Physiological Reviews, Vol 76, 839-885, Copyright © 1996 by American Physiological Society
Oxygen sensing and molecular adaptation to hypoxia
H. F. Bunn and R. O. Poyton
Division of Hematology/Oncology, Brigham and Women's Hospital, Harvard Medical School, Boston, Masachusetts, USA.
This review focuses on the molecular stratagems utilized by bacteria,
yeast, and mammals in their adaptation to hypoxia. Among this broad range
of organisms, changes in oxygen tension appear to be sensed by heme
proteins, with subsequent transfer of electrons along a signal transduction
pathway which may depend on reactive oxygen species. These heme-based
sensors are generally two-domain proteins. Some are hemokinases, while
others are flavohemoproteins [flavohemoglobins and NAD(P)H oxidases].

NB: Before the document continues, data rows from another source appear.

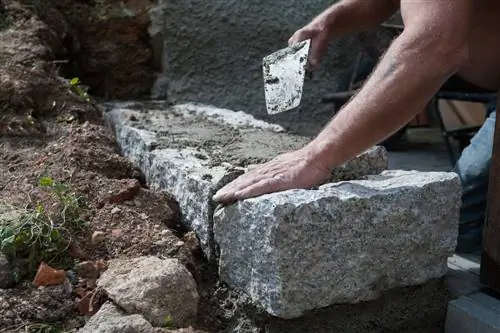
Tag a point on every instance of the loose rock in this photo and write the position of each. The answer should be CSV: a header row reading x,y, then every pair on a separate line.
x,y
156,288
48,276
98,237
87,269
110,319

Hypoxia-dependent kinase activation of transcription factors in
nitrogen-fixing bacteria bears a striking analogy to the phosphorylation of
hypoxia inducible factor-1 (HIF-1) in mammalian cells. Moreover, redox
chemistry appears to play a critical role both in the trans-activation of
oxygen-responsive genes in unicellular organisms as well as in the
activation of HIF-1. In yeast and bacteria, regulatory operons coordinate
expression of genes responsible for adaptive responses to hypoxia and
hyperoxia. Similarly, in mammals, combinatorial interactions of HIF-1 with
other identified transcription factors are required for the hypoxic
induction of physiologically important genes.